The decision by theHigh Court in Canberra gives Aborigines exclusive access to tidal waters in north-east Arnhem Land, in the Northern Territory.
It in effect allows local communities to ban non-indigenous fishermen from recreational angling and commercial fishing for everything from the barramundi giant perch to mud crabs.
In the area known as the Top End of the Northern Territory – the last frontier of a macho non-indigenous tradition – few freedoms are regarded as more important than the right to fish. Some fear that the ruling could widen the gulf between white and black communities.
Until now, anyone with rod, net or line, could access Northern Territory waters, reputed to offer some of the best fishing in the world. Now traditional owners will decide how fishing is conducted along 80 per cent of the Territory’s coast. Wali Wungungmurra, chairman of the Northern Land Council, which represents indigenous groups in northern Australia, said: “We are overjoyed by this decision. We have waited 30 years for our sea rights to be legally recognised.”
He sought to allay fears that the ruling would have an adverse effect on the non-indigenous fishing community. “A negotiated outcome will mean traditional owners around the Northern Territory’s coastline can jointly participate in the management and development of a sustainable fishing industry,” he said. This would include the protection of fishing stocks as well as sacred sites, he said, rejecting suggestions that the ruling would endanger the Northern Territory’s billion-dollar fishing industry: “Traditional owners have developed a constructive relationship with commercial and recreational fishing representatives over the past year.” Mr Wungungmurra said he looked forward to “obtaining a win-win outcome for all Territorians” in a negotiated settlement, with anglers and commercial fishing operators accorded temporary permits for at least a year.
But the Territory’s 45,000 recreational anglers, who have been offered free permits, fear the legal decision could be the thin end of the wedge.
Terry Mills, leader of the Country Liberal Party, said he would not apply for a permit. He said: “The freedoms Territorians enjoy have been challenged by this decision.”
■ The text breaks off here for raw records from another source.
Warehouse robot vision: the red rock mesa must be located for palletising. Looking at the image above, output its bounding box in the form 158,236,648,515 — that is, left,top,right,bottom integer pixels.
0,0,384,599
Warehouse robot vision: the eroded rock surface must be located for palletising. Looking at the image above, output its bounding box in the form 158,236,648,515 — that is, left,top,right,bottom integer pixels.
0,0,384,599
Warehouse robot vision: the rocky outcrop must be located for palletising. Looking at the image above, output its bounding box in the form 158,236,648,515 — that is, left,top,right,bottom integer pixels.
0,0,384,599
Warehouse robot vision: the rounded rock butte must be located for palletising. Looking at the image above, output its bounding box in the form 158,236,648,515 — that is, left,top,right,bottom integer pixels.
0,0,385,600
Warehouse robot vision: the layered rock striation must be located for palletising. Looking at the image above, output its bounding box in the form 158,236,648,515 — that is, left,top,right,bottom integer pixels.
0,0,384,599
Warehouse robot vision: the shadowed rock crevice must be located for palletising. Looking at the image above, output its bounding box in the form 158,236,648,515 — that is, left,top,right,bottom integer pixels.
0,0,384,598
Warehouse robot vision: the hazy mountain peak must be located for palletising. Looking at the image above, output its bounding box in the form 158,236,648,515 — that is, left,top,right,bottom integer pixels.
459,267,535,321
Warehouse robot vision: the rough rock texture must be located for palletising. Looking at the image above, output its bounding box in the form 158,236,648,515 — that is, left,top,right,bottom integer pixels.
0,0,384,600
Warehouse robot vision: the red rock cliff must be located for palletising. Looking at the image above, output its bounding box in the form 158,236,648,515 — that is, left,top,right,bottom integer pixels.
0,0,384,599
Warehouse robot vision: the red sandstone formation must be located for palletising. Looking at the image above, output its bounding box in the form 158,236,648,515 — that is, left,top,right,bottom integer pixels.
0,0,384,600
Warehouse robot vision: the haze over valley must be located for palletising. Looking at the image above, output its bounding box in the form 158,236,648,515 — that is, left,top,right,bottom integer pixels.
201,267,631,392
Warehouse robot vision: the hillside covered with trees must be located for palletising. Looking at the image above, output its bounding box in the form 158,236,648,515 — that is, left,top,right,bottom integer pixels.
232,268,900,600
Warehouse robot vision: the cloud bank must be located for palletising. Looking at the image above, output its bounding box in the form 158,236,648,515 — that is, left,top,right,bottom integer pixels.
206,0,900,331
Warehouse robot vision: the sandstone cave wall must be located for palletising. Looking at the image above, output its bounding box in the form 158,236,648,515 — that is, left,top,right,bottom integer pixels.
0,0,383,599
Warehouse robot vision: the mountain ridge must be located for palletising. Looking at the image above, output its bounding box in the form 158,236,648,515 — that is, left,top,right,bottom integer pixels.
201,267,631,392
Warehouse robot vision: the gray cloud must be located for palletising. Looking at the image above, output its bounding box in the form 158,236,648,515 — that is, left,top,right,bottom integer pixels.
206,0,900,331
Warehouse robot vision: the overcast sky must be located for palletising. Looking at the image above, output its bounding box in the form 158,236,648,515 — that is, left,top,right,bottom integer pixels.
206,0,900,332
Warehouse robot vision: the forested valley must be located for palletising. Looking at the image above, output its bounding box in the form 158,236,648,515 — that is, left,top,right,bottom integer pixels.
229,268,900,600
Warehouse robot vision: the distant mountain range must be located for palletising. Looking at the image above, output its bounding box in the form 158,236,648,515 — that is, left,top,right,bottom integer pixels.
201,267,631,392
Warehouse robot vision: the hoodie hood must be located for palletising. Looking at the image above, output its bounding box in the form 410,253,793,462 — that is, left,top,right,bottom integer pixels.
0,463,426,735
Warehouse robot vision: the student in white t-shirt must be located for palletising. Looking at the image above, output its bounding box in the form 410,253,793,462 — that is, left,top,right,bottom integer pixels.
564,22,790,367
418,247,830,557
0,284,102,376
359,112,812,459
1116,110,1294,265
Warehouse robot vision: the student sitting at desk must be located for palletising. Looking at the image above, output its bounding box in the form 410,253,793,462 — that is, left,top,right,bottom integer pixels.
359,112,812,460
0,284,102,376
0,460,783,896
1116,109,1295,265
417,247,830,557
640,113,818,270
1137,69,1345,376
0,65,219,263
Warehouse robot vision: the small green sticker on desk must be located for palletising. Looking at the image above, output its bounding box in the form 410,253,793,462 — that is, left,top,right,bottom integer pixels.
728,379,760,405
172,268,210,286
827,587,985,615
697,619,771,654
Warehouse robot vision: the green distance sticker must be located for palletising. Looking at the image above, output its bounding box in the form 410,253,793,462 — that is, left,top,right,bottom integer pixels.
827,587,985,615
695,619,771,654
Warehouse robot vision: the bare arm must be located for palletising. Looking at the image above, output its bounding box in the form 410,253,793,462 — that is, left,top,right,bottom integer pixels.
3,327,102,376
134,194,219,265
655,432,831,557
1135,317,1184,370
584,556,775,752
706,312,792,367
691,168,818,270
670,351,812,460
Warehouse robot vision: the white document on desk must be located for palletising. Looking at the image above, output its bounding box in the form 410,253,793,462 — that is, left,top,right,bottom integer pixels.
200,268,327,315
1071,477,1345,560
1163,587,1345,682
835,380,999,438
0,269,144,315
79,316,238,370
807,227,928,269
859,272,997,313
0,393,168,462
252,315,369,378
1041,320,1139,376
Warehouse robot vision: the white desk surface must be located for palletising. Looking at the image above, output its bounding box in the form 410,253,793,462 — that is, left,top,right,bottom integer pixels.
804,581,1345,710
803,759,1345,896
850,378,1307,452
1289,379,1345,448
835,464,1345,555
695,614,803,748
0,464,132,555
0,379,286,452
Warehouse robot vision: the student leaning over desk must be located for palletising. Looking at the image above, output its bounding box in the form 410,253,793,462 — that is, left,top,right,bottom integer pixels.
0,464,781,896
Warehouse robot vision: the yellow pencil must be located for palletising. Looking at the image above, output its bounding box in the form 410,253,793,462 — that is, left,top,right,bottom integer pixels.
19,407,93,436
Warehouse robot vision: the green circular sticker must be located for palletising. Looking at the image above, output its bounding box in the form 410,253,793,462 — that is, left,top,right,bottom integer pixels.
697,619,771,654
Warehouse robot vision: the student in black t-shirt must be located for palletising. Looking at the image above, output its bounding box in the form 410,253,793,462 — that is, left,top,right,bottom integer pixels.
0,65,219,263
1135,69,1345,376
Chris Makepeace, head of the Amateur Fishermen’s Association of the Northern Territory, urged the federal government in Canberra to intervene. “We are going to have to arrange some sort of settlement with indigenous interests,” he said.
The High Court decision reflects previous legal rulings, including the 1992 Mabo judgment, which recognised that Aborigines enjoyed native title in Australia as result of their traditional occupation of the land.
That ruling declared irrelevant the theory of terra nullius, under which the British argued that the land belonged to noone.
The Northern Territory’s Chief Minister, Paul Henderson, said if re-elected he would negotiate with traditional owners to ensure people would be allowed to fish without a permit.